Re: Shared index base

2008-02-26 Thread Walter Underwood
I saw a 100X slowdown running with indexes on NFS.

I don't understand going through a lot of effort with unsupported
configurations just to share an index. Local disk is cheap, the
snapshot stuff works well, and local discs avoid a single point
of failure.

The testing time to make a shared index work with each new
release of Solr is almost certainly more expensive than buying
local disc.

The single point of failure is real issue. I've seen two discs
fail on one RAID. When that happens, you've lost all of your
search for hours or days.

Finally, how do you tell Solr that the index has changed and
it needs a new Searcher? Normally, that is a commit, but you
don't want to commit from a read-only Solr.

wunder

On 2/26/08 10:17 AM, "Matthew Runo" <[EMAIL PROTECTED]> wrote:

> I hope so. I've found that every once in a while Solr 1.2 replication
> will die, from a temp-index file that seems to ham it up. Removing
> that file on all the servers fixes the issue though.
> 
> We'd like to be able to point all the servers at an NFS location for
> their index files, and use a single server to update it.
> 
> Thanks!
> 
> Matthew Runo
> Software Developer
> Zappos.com
> 702.943.7833
> 
> On Feb 26, 2008, at 9:39 AM, Alok Dhir wrote:
> 
>> Are you saying all the servers will use the same 'data' dir?  Is
>> that a supported config?
>> 
>> On Feb 26, 2008, at 12:29 PM, Matthew Runo wrote:
>> 
>>> We're about to do the same thing here, but have not tried yet. We
>>> currently run Solr with replication across several servers. So long
>>> as only one server is doing updates to the index, I think it should
>>> work fine.
>>> 
>>> 
>>> Thanks!
>>> 
>>> Matthew Runo
>>> Software Developer
>>> Zappos.com
>>> 702.943.7833
>>> 
>>> On Feb 26, 2008, at 7:51 AM, Evgeniy Strokin wrote:
>>> 
 I know there was such discussions about the subject, but I want to
 ask again if somebody could share more information.
 We are planning to have several separate servers for our search
 engine. One of them will be index/search server, and all others
 are search only.
 We want to use SAN (BTW: should we consider something else?) and
 give access to it from all servers. So all servers will use the
 same index base, without any replication, same files.
 Is this a good practice? Did somebody do the same? Any problems
 noticed? Or any suggestions, even about different configurations
 are highly appreciated.
 
 Thanks,
 Gene
>>> 
>> 
> 



RE: Shared index base

2008-02-26 Thread Charlie Jackson
How do you handle commits to the index? By that, I mean that Solr
recreates its searcher when you issue a commit, but only for the system
that does the commit. Wouldn't you be left with searchers on the other
machines that are stale? 

- Charlie


-Original Message-
From: Matthew Runo [mailto:[EMAIL PROTECTED] 
Sent: Tuesday, February 26, 2008 12:18 PM
To: solr-user@lucene.apache.org
Subject: Re: Shared index base

I hope so. I've found that every once in a while Solr 1.2 replication  
will die, from a temp-index file that seems to ham it up. Removing  
that file on all the servers fixes the issue though.

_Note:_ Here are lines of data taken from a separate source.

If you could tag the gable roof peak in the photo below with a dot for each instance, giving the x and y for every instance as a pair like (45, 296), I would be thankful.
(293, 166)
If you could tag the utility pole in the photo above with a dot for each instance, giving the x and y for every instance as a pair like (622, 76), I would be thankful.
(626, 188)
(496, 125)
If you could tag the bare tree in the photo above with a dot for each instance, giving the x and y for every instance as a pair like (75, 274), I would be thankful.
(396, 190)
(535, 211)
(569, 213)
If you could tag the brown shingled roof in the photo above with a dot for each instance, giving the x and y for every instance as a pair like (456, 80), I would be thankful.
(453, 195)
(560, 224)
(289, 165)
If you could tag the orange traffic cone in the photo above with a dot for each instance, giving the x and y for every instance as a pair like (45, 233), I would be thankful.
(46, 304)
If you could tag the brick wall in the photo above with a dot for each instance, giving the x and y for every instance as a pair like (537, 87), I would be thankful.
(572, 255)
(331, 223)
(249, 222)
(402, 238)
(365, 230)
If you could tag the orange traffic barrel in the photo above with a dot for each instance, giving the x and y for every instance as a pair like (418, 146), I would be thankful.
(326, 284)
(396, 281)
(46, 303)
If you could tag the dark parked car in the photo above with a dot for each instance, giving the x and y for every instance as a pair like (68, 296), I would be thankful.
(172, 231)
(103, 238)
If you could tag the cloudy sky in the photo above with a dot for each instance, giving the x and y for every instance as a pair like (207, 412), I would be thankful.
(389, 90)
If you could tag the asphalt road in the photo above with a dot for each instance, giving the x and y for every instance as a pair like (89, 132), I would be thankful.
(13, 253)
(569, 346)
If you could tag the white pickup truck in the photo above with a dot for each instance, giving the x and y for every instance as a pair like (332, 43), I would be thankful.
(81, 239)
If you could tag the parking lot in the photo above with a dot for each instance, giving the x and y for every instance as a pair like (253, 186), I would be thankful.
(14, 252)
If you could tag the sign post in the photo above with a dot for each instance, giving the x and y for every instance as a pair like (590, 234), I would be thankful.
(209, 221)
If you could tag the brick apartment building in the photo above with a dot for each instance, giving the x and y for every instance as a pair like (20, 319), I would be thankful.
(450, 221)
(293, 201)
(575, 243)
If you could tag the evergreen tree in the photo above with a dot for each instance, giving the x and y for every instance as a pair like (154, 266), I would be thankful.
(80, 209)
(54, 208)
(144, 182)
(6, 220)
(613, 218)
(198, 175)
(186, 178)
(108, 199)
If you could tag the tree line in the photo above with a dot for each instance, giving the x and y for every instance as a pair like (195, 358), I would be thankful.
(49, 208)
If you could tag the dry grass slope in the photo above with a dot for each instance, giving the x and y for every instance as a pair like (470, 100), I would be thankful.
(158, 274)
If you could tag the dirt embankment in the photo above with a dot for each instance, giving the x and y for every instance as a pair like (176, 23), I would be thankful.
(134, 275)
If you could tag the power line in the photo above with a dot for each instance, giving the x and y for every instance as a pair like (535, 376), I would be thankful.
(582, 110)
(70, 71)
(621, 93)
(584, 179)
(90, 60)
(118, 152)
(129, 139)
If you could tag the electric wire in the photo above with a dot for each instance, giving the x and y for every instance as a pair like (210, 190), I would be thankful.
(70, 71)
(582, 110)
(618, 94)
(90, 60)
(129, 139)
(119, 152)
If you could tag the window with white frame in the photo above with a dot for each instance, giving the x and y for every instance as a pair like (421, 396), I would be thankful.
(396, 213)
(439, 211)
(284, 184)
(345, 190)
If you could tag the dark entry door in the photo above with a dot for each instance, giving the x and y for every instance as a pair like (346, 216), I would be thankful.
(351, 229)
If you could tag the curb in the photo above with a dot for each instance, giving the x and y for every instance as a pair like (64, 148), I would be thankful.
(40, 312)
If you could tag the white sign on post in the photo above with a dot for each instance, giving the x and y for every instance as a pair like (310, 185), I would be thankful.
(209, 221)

We'd like to be able to point all the servers at an NFS location for  
their index files, and use a single server to update it.

Thanks!

Matthew Runo
Software Developer
Zappos.com
702.943.7833

On Feb 26, 2008, at 9:39 AM, Alok Dhir wrote:

> Are you saying all the servers will use the same 'data' dir?  Is  
> that a supported config?
>
> On Feb 26, 2008, at 12:29 PM, Matthew Runo wrote:
>
>> We're about to do the same thing here, but have not tried yet. We  
>> currently run Solr with replication across several servers. So long  
>> as only one server is doing updates to the index, I think it should  
>> work fine.
>>
>>
>> Thanks!
>>
>> Matthew Runo
>> Software Developer
>> Zappos.com
>> 702.943.7833
>>
>> On Feb 26, 2008, at 7:51 AM, Evgeniy Strokin wrote:
>>
>>> I know there was such discussions about the subject, but I want to  
>>> ask again if somebody could share more information.
>>> We are planning to have several separate servers for our search  
>>> engine. One of them will be index/search server, and all others  
>>> are search only.
>>> We want to use SAN (BTW: should we consider something else?) and  
>>> give access to it from all servers. So all servers will use the  
>>> same index base, without any replication, same files.
>>> Is this a good practice? Did somebody do the same? Any problems  
>>> noticed? Or any suggestions, even about different configurations  
>>> are highly appreciated.
>>>
>>> Thanks,
>>> Gene
>>
>



Re: Shared index base

2008-02-26 Thread Matthew Runo
I hope so. I've found that every once in a while Solr 1.2 replication  
will die, from a temp-index file that seems to ham it up. Removing  
that file on all the servers fixes the issue though.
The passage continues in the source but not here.